Dzien jak co dzien zaczol sie nam o godz 10 bo tak przewaznie wstawalismy do pracy .Pogoda piekna wiec po szybkim oiplukaniu sie pojechalismy do pracy nic nie wskazywalo na to ze gdzie kolwiek pojedziemy poniewaz musielismy popracowac dluzej . A jednak zostalismy milo zaskoczeni zostalismy zaproszeni przez prezesa do teatru wiec czemu bysmy nie mieli skorzystac lepsze to niz siedzeniec w jednym miejscu i sie nudzic .
Do teatru trafilismy na godz 19 i troszke bylismy spoznieni ale nas wpuscili innego wyjscia nie mieli :)

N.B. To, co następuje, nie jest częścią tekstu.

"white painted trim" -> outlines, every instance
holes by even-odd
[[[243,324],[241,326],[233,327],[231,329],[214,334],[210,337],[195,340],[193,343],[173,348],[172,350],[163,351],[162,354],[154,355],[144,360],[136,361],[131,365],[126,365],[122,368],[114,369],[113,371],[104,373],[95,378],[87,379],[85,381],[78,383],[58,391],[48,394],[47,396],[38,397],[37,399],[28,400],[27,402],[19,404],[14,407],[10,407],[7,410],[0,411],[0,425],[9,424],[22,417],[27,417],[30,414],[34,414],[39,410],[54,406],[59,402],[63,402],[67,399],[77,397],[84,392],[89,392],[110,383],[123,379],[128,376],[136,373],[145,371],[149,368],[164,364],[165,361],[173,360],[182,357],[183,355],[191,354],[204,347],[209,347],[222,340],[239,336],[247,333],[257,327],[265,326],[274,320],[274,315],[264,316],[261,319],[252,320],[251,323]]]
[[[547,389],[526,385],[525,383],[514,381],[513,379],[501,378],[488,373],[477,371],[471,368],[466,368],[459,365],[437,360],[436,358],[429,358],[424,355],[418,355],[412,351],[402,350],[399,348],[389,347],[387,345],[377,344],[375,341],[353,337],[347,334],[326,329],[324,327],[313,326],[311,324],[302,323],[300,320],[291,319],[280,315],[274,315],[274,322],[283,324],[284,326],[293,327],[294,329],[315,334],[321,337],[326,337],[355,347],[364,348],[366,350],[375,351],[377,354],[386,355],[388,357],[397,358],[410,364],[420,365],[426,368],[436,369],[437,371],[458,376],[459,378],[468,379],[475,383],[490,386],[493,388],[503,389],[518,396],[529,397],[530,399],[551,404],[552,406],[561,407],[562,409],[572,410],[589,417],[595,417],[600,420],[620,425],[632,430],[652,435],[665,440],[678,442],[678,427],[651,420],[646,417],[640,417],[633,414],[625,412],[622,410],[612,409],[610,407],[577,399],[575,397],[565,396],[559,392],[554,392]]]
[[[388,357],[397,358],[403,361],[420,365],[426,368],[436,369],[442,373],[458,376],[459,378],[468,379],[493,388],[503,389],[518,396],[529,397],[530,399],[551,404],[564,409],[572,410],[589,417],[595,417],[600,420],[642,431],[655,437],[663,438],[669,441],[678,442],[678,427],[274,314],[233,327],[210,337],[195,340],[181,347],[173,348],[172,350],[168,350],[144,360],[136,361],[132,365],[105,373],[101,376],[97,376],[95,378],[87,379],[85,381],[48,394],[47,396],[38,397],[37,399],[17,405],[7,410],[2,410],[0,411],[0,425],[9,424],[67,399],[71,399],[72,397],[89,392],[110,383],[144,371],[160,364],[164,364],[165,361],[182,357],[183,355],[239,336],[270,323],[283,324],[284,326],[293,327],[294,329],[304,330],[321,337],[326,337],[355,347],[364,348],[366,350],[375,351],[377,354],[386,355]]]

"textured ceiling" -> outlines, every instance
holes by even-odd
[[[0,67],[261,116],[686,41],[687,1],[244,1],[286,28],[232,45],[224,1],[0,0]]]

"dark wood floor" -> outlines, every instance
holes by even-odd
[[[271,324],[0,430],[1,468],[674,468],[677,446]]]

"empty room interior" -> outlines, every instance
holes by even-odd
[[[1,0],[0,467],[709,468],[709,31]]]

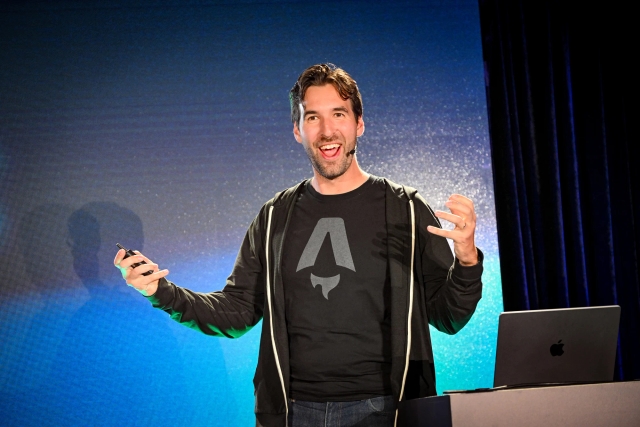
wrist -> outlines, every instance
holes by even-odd
[[[463,256],[459,256],[456,254],[456,258],[458,258],[458,263],[463,267],[471,267],[478,263],[478,249],[476,247],[473,248],[473,252],[470,254],[464,254]]]

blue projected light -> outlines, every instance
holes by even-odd
[[[358,82],[363,169],[434,209],[474,200],[483,299],[432,336],[439,392],[491,386],[502,296],[477,2],[190,3],[0,14],[3,425],[255,423],[261,325],[234,340],[179,325],[125,286],[115,243],[222,289],[262,204],[311,176],[288,91],[320,62]]]

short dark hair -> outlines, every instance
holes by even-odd
[[[300,122],[300,109],[298,105],[304,100],[309,86],[324,86],[331,84],[336,88],[340,97],[345,101],[351,100],[351,108],[356,116],[356,121],[362,117],[362,97],[356,81],[342,68],[333,64],[313,65],[300,74],[298,81],[289,91],[291,103],[291,121],[294,124]]]

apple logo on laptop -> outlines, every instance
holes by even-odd
[[[549,351],[551,351],[552,356],[562,356],[564,354],[564,350],[562,347],[564,344],[561,344],[562,340],[558,341],[556,344],[552,344]]]

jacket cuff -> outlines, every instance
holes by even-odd
[[[482,262],[484,261],[484,254],[479,248],[476,249],[478,250],[478,263],[475,265],[464,266],[460,264],[458,258],[455,259],[453,263],[452,275],[459,283],[470,285],[477,282],[482,277]]]
[[[171,291],[172,286],[174,286],[173,283],[169,282],[163,277],[158,281],[158,289],[156,290],[156,292],[153,295],[149,295],[145,298],[154,307],[165,306],[173,298],[173,292]]]

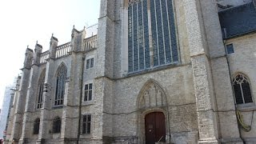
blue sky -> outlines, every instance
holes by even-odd
[[[49,50],[54,34],[58,44],[70,41],[73,25],[78,30],[98,23],[100,0],[0,1],[0,108],[6,86],[22,71],[26,46],[36,41]]]

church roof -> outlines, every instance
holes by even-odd
[[[223,38],[256,32],[256,7],[254,2],[218,12]]]

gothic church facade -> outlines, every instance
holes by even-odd
[[[29,48],[7,143],[256,143],[256,2],[102,0]]]

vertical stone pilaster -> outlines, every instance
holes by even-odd
[[[216,100],[200,1],[183,2],[198,112],[198,143],[219,143]]]
[[[98,19],[96,77],[113,78],[114,1],[101,1]]]
[[[222,142],[242,143],[235,115],[230,76],[222,41],[215,0],[201,0],[202,14],[211,58],[213,83],[216,96]]]
[[[38,144],[44,143],[45,139],[49,137],[49,130],[51,126],[50,110],[52,107],[52,94],[54,87],[53,87],[53,79],[54,79],[54,59],[56,57],[56,47],[58,39],[51,37],[50,42],[50,56],[46,63],[45,84],[43,89],[43,107],[41,109],[40,129],[38,134]]]
[[[112,138],[112,116],[104,112],[112,113],[114,77],[114,43],[115,39],[115,1],[101,1],[100,18],[98,19],[98,49],[96,55],[94,86],[94,105],[93,115],[94,131],[92,143],[104,143],[105,139]],[[110,84],[110,85],[108,85]],[[105,129],[110,128],[109,130]]]
[[[79,126],[79,105],[81,90],[82,90],[82,76],[84,69],[84,42],[86,30],[72,30],[71,67],[68,82],[66,83],[64,107],[62,112],[62,134],[63,139],[78,138]],[[82,122],[80,122],[81,124]],[[81,126],[80,126],[81,127]],[[80,132],[79,132],[80,133]]]
[[[17,92],[16,107],[14,110],[13,127],[10,140],[18,142],[21,137],[21,130],[22,129],[23,114],[26,105],[26,97],[29,85],[30,75],[30,69],[33,58],[33,50],[27,48],[26,50],[25,61],[23,64],[22,75],[21,78],[21,84],[18,91]]]
[[[18,76],[17,81],[16,81],[16,86],[15,86],[15,91],[14,91],[14,102],[11,104],[11,109],[10,112],[10,117],[8,118],[8,126],[7,126],[7,134],[6,137],[5,142],[10,143],[11,139],[11,134],[12,134],[12,129],[14,126],[14,110],[16,110],[16,103],[17,103],[17,98],[18,98],[18,90],[20,89],[20,82],[21,82],[21,76]]]
[[[33,127],[34,119],[31,119],[31,113],[34,111],[36,106],[37,88],[38,88],[38,78],[40,77],[38,71],[38,65],[40,62],[40,54],[42,53],[42,47],[39,44],[36,44],[34,49],[34,60],[32,62],[32,68],[30,71],[30,77],[29,81],[29,86],[26,94],[25,112],[23,116],[22,136],[19,143],[26,142],[26,139],[30,138],[31,134],[31,127]]]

Co do teatru to nie wiem o czym byl ani nie wiem co tam spiewali czy mowili ale mi sie podobalo a to juz cos . Spektakl skonczyl sie ok godz 21 wiec po wyjsciu zaczelismy sie zastanawiac gdzie tu pojsc jescze go mloda godz jest .
Wiec wpadlismy na pomysl ze pojedziemy sobiem do Essen centrum i tam napijemy sie piwa i jak tak powiedzielismy tak tez to zrobilismy.